La politica palestra di dialogo fra culture
Infine lo sguardo del Papa si sofferma sulla conflittualità sociale. “C’è un compito storico che coinvolge tutti”, rimarca, “creare un tessuto comune di valori che porti a disarmare le tensioni tra le differenze culturali e sociali”, e indica ai sindaci che la politica “può essere una palestra di dialogo tra culture, prima ancora che contrattazione tra schieramenti diversi”, ma soprattutto che “la pace non è assenza di conflitto”, “ma la capacità di farlo evolvere verso una forma nuova di incontro e di convivenza con l’altro”. Per Francesco ci si può porre davanti a un conflitto anzitutto accettandolo e poi risolvendolo e trasformandolo “in un anello di collegamento di un nuovo processo”. Il conflitto, aggiunge il Pontefice, “è pericoloso se rimane chiuso in sé stesso” e non va confuso con la crisi, che invece è buona, perché porta a risolvere e fare passi avanti.
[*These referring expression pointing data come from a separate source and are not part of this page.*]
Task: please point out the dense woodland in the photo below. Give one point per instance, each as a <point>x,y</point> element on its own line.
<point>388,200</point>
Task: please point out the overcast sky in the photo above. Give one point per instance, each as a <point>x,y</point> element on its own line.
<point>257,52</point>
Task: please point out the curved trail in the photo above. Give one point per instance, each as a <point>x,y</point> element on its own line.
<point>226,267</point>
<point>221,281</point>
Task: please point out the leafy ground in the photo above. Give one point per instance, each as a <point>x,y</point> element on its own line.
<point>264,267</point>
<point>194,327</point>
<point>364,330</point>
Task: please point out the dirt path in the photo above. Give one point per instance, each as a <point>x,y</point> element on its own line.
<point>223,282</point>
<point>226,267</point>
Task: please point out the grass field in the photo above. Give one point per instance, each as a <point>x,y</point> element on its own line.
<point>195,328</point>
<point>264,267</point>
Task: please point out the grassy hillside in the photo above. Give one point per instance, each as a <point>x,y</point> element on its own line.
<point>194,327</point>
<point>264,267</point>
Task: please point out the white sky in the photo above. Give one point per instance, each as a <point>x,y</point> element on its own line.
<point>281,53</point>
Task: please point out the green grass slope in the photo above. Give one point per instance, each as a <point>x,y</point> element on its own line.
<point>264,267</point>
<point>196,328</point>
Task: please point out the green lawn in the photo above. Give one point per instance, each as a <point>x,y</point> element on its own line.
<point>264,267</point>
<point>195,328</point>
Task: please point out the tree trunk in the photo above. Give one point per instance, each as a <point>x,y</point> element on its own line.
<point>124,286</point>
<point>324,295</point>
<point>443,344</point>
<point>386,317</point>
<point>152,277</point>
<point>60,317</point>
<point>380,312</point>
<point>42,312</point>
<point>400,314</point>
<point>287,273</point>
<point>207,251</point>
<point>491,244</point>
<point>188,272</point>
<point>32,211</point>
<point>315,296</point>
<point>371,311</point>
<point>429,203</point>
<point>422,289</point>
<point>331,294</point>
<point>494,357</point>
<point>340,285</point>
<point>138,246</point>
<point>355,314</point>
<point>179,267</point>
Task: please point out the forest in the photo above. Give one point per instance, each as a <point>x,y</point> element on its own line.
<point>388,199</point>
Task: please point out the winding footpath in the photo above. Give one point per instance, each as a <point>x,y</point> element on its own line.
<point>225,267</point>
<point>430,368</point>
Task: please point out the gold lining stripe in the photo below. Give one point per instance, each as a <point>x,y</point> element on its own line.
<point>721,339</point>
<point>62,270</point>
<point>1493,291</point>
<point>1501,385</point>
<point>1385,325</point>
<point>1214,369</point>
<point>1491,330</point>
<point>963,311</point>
Semmai “cosa cattiva è quando la crisi si trasforma in conflitto e il conflitto è chiuso”. Il conflitto è guerra, prosegue Francesco, ed “è difficile che trovi una soluzione, per questo occorre fuggire dai conflitti ma vivere le crisi.

La pace sociale è frutto della capacità di mettere in comune vocazioni, competenze, risorse. È fondamentale favorire l’intraprendenza e la creatività delle persone, in modo che possano tessere relazioni significative all’interno dei quartieri. Tante piccole responsabilità sono la premessa di una pacificazione concreta e che si costruisce quotidianamente.

Ma nel contesto dei rapporti tra i diversi enti istituzionali, il Papa richiama “il principio di sussidiarietà, che dà valore agli enti intermedi e non mortifica la libera iniziativa personale”.

L’insegnamento di S. Giovanni Crisostomo: spendersi per gli altri
Terminando il suo discorso, Francesco incoraggia ancora i sindaci “a rimanere vicini alla gente”, vincendo quella tentazione di isolarsi, di fuggire le responsabilità di fronte alla quale, invece, San Giovanni Crisostomo “esortava a spendersi per gli altri, piuttosto che restare sulle montagne a guardarli con indifferenza”. “Un insegnamento da custodire”, soprattutto nello scoraggiamento e nella delusione, conclude il Papa, impartendo ai sindaci la propria benedizione.